The DeVos family, which owns the Magic, released a statement in support of the protest during Friday's game.
With the move, Isaac becomes the first NBA player to stand during the national anthem. All players have voiced their opinion on BLM and kneeling during the anthem to make a statement.
On some game jerseys, players' names were replaced with messages, such as "Equality", "I am a man", "Ally", and "Say her name", sending a clear message in support of the social justice movement.
The team said it was proud of its players, and stressed that the protests are not about the military, but about "bigotry, racial injustice and the unwarranted use of violence by police". I'm glad they had unity, but if we have a guy who doesn't want to kneel because the anthem means something to him, he should not be vilified'. Isaac was also the lone player on the court who didn't wear a Black Lives Matter shirt.

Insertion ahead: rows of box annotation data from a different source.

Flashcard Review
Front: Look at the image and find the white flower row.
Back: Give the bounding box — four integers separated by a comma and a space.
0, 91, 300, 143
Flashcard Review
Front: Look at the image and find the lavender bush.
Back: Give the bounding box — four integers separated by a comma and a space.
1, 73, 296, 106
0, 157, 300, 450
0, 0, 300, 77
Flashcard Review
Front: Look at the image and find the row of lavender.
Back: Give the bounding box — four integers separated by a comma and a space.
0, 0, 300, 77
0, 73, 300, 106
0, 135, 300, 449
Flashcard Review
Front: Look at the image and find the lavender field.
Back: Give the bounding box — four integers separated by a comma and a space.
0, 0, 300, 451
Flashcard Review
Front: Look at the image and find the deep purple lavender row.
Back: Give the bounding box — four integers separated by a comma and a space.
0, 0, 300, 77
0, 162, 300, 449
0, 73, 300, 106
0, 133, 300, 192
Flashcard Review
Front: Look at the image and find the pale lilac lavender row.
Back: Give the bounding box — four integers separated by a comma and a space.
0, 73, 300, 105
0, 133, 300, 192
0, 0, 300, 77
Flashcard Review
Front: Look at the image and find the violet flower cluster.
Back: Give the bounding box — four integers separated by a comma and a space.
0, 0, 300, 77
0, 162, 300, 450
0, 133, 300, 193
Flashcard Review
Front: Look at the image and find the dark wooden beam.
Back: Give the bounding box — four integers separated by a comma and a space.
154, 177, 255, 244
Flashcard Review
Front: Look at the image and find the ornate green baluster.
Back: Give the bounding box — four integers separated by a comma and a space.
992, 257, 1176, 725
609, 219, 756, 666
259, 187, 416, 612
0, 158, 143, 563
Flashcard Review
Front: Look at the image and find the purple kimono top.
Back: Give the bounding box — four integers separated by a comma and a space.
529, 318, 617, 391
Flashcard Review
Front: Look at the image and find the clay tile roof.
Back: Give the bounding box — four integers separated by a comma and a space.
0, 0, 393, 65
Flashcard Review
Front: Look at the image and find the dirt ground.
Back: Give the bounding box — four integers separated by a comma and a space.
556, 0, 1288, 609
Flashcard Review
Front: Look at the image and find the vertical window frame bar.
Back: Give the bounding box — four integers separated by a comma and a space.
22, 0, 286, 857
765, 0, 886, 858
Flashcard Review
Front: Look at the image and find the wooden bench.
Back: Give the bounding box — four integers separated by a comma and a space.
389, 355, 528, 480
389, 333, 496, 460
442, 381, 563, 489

"I'm very curious about - and will be patient for - Jonathan Isaac's explanation here", tweeted basketball writer Dane Moore. Many locked arms with those next to them, while some players raised fists in the air.
The anthem before the Jazz-Pelicans game was performed virtually by Louisiana native Jon Batiste, who played a rendition with a mix of piano and guitar. This was done so as to use the platform of the National Basketball Association to spread more awareness about the "Black Lives Matter" campaign.
NBA Commissioner Adam Silver said Thursday night he would not force players to stand during the anthem.
The game was the first in four-plus months since the regular season was suspended in March due to the coronavirus pandemic.